Noob questions where is the gradient stored during backpropagation?

I know gradients are used to update weights during next fwd pass. But looking at two examples I have, I am confused at where the gradients are stored during backpropagation in typical training model in pytorch?
From example1 below which sort of simulates very simple backpropagation, this gives me an impression that that tensor a/b should have stored it. I can see after Q.backward is called (I guess that is possible when operands of Q function has gradient), the print(a.grad, g.brad) returns non-null number before that it returned null. So that gives me an impression it is stored in Q’s operands.
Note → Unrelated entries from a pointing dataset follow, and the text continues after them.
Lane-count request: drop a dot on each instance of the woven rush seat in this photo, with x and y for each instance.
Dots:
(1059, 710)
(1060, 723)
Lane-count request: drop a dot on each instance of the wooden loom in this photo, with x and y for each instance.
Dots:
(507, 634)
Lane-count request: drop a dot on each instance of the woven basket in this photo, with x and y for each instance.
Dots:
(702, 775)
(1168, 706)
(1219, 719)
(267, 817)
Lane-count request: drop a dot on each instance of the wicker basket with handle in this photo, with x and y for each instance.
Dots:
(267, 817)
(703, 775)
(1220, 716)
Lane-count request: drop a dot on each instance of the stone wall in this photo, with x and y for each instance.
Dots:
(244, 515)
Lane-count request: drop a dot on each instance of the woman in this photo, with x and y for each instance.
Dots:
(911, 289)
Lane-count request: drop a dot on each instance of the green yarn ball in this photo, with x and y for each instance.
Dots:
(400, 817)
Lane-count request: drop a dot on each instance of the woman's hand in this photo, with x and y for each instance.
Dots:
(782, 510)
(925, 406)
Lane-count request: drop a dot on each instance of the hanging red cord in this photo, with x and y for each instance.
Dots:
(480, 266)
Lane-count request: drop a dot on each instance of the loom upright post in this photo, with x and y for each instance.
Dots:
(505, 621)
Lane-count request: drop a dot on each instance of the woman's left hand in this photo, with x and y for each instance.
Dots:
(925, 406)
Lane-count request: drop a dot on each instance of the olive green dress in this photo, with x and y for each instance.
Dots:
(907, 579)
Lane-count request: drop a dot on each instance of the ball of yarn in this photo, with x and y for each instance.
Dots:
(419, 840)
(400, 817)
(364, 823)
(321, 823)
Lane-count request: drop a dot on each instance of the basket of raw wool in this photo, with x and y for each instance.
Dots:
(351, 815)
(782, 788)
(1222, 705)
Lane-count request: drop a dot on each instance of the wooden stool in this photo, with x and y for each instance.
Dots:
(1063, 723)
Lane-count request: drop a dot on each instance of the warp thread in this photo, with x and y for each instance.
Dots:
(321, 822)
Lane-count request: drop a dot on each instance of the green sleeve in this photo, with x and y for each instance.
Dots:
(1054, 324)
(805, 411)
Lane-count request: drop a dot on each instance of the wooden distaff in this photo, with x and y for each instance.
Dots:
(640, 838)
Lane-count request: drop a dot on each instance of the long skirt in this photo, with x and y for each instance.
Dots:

A Gentle Introduction to torch.autograd — PyTorch Tutorials 2.3.0+cu121 documentation

import torch
a = torch.tensor([2, 3, 12], dtype=torch.float32, requires_grad=True)
b = torch.tensor([6, 4, 5], dtype=torch.float32, requires_grad=True)
Q = 3*a3 - b2
external_grad = torch.tensor([1, 1, 1], dtype=torch.float32)
Q.backward(gradient=external_grad)

But in example2 here with very simple resnet model with input data, it is less clear where the gradients are stored whereas in example1, I can know where it is stored and can see its value before and after backward() is called:

import torch, torchvision
model = torchvision.models.resnet18(pretrained=True)
data = torch.rand(1, 3, 64, 64)
labels = torch.rand(1, 1000)
prediction = model(data)
loss = (prediction - labels).sum()
loss.backward()

Are gradients stored somewhere in the model along with weights? If so, how to print out?

Hi @GGPYTORCH000,

The gradient values are stored within the .grad attribute of a Tensor, and are initialized as None when you create the a and b Tensors. When you call loss.backward() you populate the .grad attribute with the gradient of the loss with respect to the variable.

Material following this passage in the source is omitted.